In the long run, the SciDataFlow YAML specification would allow for recipe-like
reuse of data. I would like to see, for example, a set of human genomics
scientific assets on GitHub that are continuously updated and reused. Then,
rather than a researcher beginning a project by navigating many websites for
human genome annotation or data, they might do something like:

```console
$ mkdir -p new_adna_analysis/data/annotation
$ cd new_adna_analysis/data/annotation
$ git clone git@github.com:human_genome_assets/decode_recmap_hg38
$ (cd decode_recmap/ && sdf pull)
$ git clone git@github.com:human_genome_assets/annotation_hg38
$ (cd annotation_hg38 && sdf pull)
```

and so forth. Then, they may look at the `annotation_hg38/` asset, find a
problem, fix it, and issue a GitHub pull request. If the change is fixed, the
maintainer would then just do `sdf push --overwrite` to push the data file to
the data repository. Then, the Scientific Asset is then updated for everyone to
use an benefit from. All other researchers can then instantly use the updated
asset; all it takes is a mere `sdf pull --overwrite`.

## Installing SciDataFlow

If you'd like to the Rust Programming Language manually, [see this
page](https://www.rust-lang.org/tools/install), which instructs you to run:

```
$ curl --proto '=https' --tlsv1.2 -sSf https://sh.rustup.rs | sh
```

Then, to install SciDataFlow, just run:

```console 
$ cargo install scidataflow
```

To test, just try running `sdf --help`.

## Reporting Bugs

If you are a user of SciDataFlow and encounter an issue, please submit an issue
to
[https://github.com/vsbuffalo/scidataflow/issues](https://github.com/vsbuffalo/scidataflow/issues)!

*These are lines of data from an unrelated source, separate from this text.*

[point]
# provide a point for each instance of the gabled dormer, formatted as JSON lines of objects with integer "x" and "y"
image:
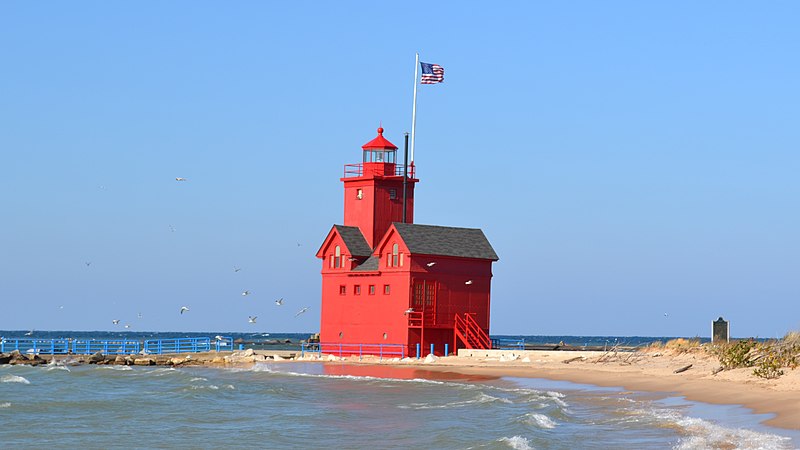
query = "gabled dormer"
{"x": 392, "y": 252}
{"x": 343, "y": 249}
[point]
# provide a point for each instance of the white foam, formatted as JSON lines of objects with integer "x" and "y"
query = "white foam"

## Contributing to SciDataFlow

If you are a Rust developer, **please** contribute! Here are some great ways to
get started (also check the TODO list below, or for TODOs in code!):

 - Write some API tests. See some of the tests in `src/lib/api/zenodo.api` as
   an example.

 - Write some integration tests. See `tests/test_project.rs` for examples.

 - A cleaner error framework. Currently SciDataflow uses
   [anyhow](https://crates.io/crates/anyhow), which works well, but it would be
   nice to have more specific error `enums`. 

 - Improve the documentation!

## Todo

 - [] `sdf mv` tests, within different directories.